Computer vs. Thing: a Philosophical Razor

by JP Norair on 26 May 2015

in Digress

There should be a simple distinction between a “thing” and a “computer,” in order to assist marketers who may be over-eagerly branding products for the “Internet of Things.”  The Internet of Computers already exists.  The Internet of Things is slowly emerging.  Therefore, I present a philosophic razor of three criteria with which, I believe, “thing” and “computer” may be judged.  I’m sure we could come up with additional criteria, but so far these three, I think, are sufficient.
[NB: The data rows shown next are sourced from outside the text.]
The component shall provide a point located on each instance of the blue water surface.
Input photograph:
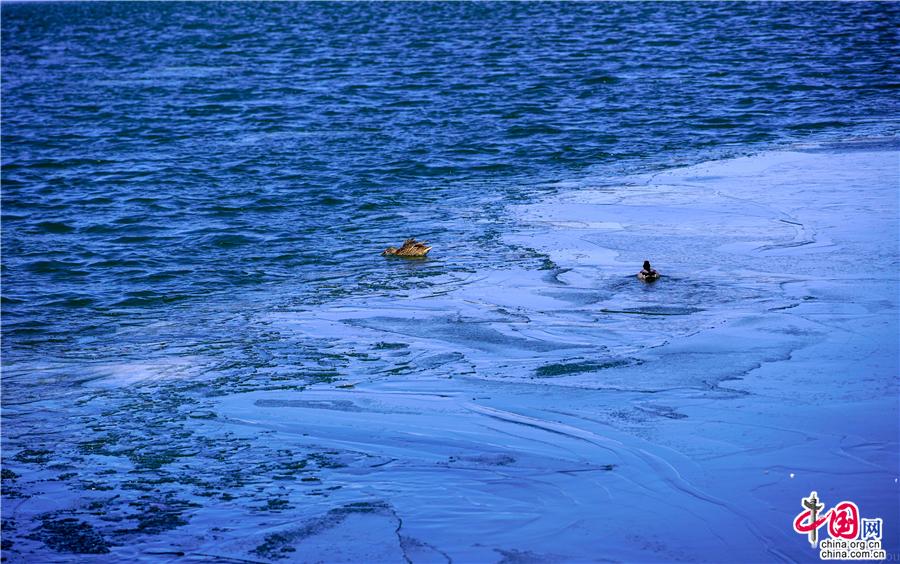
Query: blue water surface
(171, 171)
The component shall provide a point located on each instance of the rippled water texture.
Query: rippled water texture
(195, 196)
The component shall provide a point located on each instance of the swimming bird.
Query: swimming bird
(410, 248)
(647, 274)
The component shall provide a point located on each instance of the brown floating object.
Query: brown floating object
(409, 248)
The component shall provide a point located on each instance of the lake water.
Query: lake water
(195, 197)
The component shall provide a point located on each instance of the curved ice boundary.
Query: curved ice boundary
(573, 413)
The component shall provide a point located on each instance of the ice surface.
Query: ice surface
(572, 412)
(577, 414)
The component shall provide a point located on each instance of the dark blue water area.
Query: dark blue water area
(160, 156)
(172, 170)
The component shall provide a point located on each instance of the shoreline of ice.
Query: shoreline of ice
(574, 413)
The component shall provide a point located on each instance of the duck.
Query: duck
(647, 274)
(410, 249)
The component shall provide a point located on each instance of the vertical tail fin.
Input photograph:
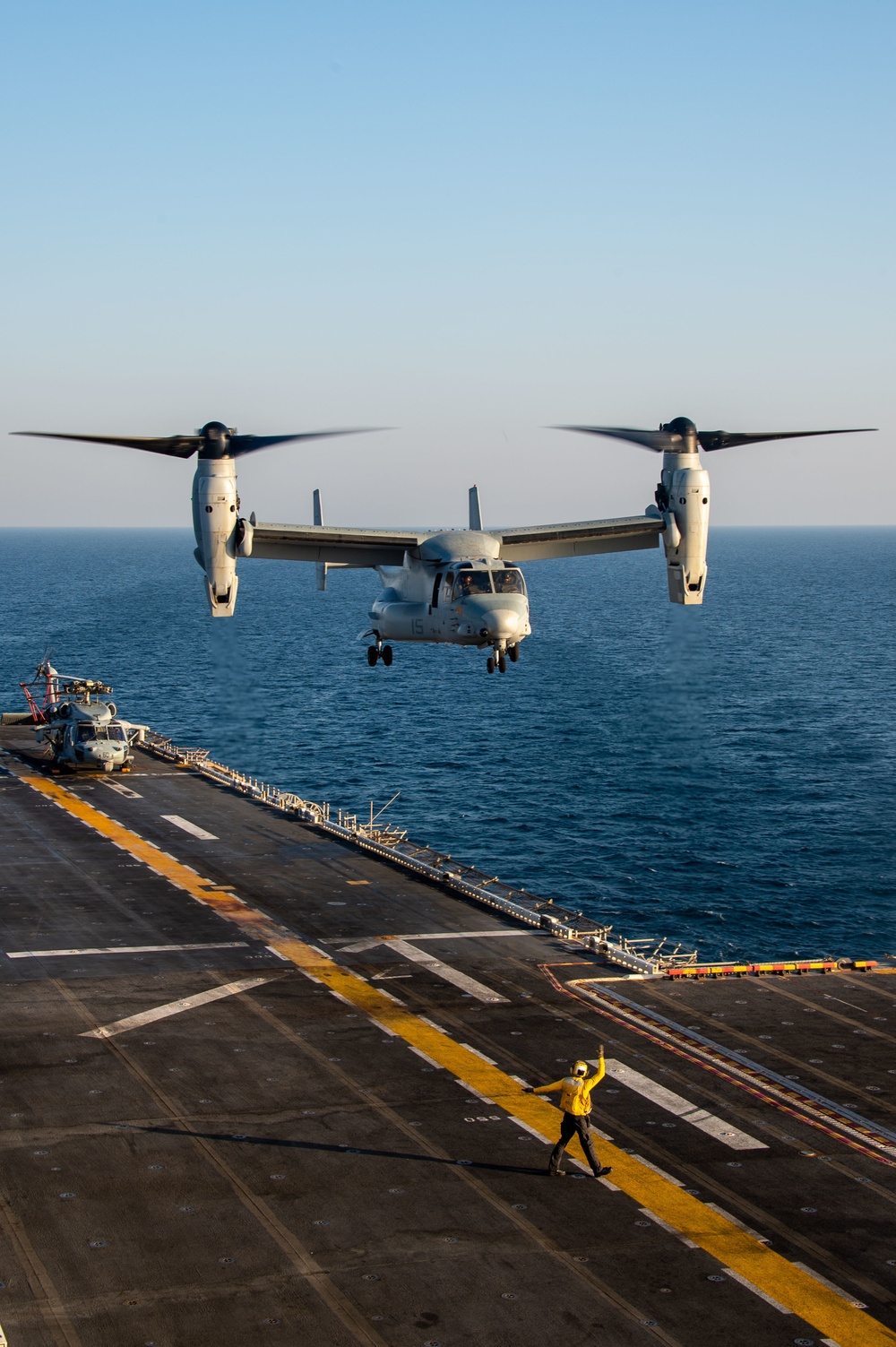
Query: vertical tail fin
(318, 519)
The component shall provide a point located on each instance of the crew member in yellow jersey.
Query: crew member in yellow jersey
(575, 1102)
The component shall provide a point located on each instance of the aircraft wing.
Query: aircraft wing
(602, 535)
(339, 546)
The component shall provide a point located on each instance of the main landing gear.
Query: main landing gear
(379, 652)
(500, 658)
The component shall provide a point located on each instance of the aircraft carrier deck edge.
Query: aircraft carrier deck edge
(260, 1084)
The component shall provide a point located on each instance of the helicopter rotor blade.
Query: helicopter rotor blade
(711, 439)
(658, 441)
(176, 446)
(249, 444)
(666, 442)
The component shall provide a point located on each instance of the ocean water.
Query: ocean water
(721, 774)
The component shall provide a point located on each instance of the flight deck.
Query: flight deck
(262, 1086)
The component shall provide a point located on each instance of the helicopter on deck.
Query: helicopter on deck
(77, 722)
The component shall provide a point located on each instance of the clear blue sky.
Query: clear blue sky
(465, 221)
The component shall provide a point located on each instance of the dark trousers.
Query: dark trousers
(572, 1125)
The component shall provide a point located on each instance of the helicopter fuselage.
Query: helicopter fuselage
(86, 737)
(457, 591)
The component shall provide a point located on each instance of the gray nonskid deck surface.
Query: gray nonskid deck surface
(274, 1164)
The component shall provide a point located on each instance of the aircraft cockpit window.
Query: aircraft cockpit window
(472, 583)
(508, 583)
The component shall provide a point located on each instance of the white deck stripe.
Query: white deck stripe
(125, 948)
(134, 1022)
(770, 1300)
(831, 1285)
(684, 1109)
(740, 1224)
(446, 972)
(189, 827)
(665, 1224)
(371, 940)
(461, 935)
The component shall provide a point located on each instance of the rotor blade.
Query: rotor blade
(176, 446)
(711, 439)
(659, 441)
(249, 444)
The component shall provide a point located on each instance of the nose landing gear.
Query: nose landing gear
(499, 659)
(379, 652)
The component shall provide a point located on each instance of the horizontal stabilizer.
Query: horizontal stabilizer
(588, 538)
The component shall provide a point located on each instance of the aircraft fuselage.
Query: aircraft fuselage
(456, 591)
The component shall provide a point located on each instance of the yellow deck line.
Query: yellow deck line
(733, 1248)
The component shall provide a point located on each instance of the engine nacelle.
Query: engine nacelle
(214, 522)
(684, 498)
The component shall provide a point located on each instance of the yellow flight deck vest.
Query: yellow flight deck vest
(575, 1092)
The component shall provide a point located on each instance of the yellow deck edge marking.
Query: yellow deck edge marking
(733, 1248)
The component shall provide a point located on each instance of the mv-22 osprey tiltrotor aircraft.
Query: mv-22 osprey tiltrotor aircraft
(457, 586)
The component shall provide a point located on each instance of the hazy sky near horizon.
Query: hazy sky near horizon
(464, 221)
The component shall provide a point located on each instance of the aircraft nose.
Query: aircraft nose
(502, 623)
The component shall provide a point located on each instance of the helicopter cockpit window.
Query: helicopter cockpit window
(508, 583)
(472, 583)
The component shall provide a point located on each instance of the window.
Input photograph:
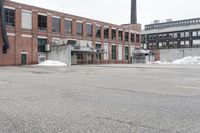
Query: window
(114, 52)
(55, 24)
(106, 32)
(196, 43)
(126, 36)
(26, 20)
(132, 37)
(68, 26)
(175, 35)
(198, 32)
(113, 34)
(126, 53)
(137, 38)
(182, 44)
(171, 35)
(182, 34)
(42, 23)
(41, 44)
(194, 33)
(10, 17)
(120, 35)
(187, 44)
(89, 29)
(187, 34)
(98, 31)
(98, 48)
(79, 28)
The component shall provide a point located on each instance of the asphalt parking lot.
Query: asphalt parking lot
(100, 99)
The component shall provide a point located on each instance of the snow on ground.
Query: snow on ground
(185, 60)
(52, 63)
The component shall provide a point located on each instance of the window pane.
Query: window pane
(42, 22)
(79, 28)
(113, 52)
(55, 25)
(41, 45)
(26, 20)
(106, 32)
(10, 17)
(89, 30)
(68, 26)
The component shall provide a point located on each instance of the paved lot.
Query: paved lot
(96, 99)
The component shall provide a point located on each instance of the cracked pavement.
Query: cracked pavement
(100, 98)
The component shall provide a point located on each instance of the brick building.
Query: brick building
(30, 28)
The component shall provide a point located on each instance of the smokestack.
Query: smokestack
(133, 12)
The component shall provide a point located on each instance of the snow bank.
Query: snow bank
(188, 60)
(52, 63)
(185, 60)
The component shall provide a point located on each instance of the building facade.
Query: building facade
(173, 39)
(30, 29)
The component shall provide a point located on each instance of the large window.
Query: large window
(126, 53)
(42, 22)
(137, 38)
(89, 30)
(98, 48)
(79, 28)
(106, 33)
(68, 26)
(55, 24)
(132, 37)
(114, 52)
(98, 31)
(113, 34)
(126, 36)
(26, 20)
(10, 17)
(41, 44)
(120, 35)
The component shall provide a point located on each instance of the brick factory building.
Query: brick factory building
(29, 29)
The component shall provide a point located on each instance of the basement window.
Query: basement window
(10, 17)
(42, 23)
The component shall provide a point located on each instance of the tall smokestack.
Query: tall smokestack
(133, 12)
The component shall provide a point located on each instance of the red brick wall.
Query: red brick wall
(19, 44)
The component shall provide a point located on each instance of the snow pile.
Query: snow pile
(185, 60)
(52, 63)
(188, 60)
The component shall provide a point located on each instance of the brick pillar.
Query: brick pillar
(110, 44)
(17, 53)
(73, 28)
(123, 47)
(34, 46)
(62, 27)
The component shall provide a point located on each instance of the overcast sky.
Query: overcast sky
(118, 11)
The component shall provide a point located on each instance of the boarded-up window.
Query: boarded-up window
(27, 20)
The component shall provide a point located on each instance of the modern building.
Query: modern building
(28, 32)
(173, 40)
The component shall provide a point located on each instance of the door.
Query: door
(23, 59)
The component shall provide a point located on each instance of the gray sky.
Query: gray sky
(119, 13)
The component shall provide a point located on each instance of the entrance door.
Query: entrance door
(23, 59)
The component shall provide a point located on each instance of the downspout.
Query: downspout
(3, 26)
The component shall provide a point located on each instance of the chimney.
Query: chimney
(133, 12)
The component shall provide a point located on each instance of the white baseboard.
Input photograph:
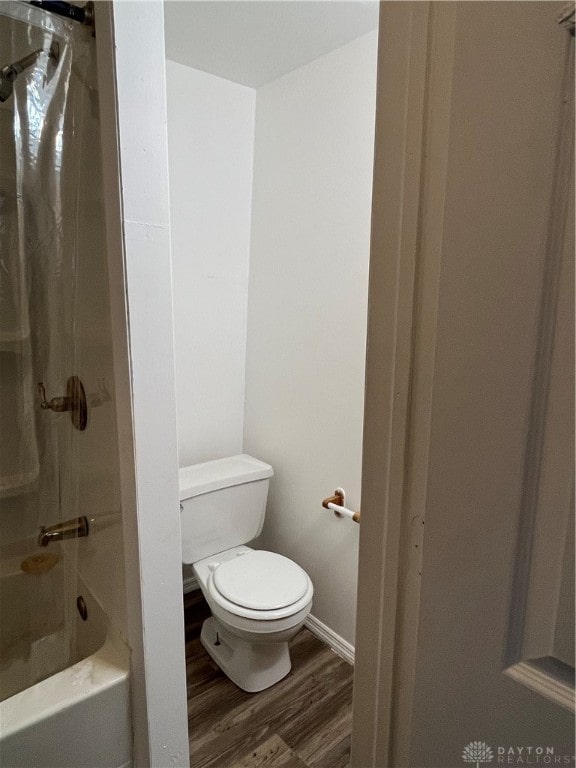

1. Evidence of Functionality:

A “computer’s” primary job is to run software that takes human input and produces human output.  What is happening behind the scenes might as well be magic, because it is not evident at all to the user.  Most cellphones these days are computers.
A “thing’s” primary job can be one of many things, but its job is not something abstract, like software I/O.  People like to use a toaster as an example.  The toaster cooks bread.  You put in the bread, and it cooks it.  It is plainly evident that bread is being cooked.  A Thermostat is another example.  It is plainly evident that the thermostat is controlling the room temperature, even though you might not know how it does this.

2. Evidence of computing:

A well designed “thing” has no evidence of computing.  There is probably a computer in your thermostat, in fact, even if it’s not a fancy, internet-connected one.  However, there is no evidence it is taking time to compute.  There is no “spinning beach ball” or anything of the sort.  Most cable set-top boxes, and many modern TVs, blur the line between thing and computer because they often give queues to the user that they are “starting up” or “shutting down.”  Indeed, internet connected TVs and set-top-boxes are more “computer” than “thing,” and users even treat them as such, now.  20 years ago, TVs were “things” (so were phones).

3. Evidence of holism:

If I wanted to connect my toaster to the internet I could duct-tape a smartphone to the side and build a toaster app of some sort (or use a Raspberry Pi or some such thing).  Now I would have a “thing” with a “computer” connected to it, not a single “thing.”  A thing must be holistic.  The computer inside the thing must be fundamentally dedicated to the thing.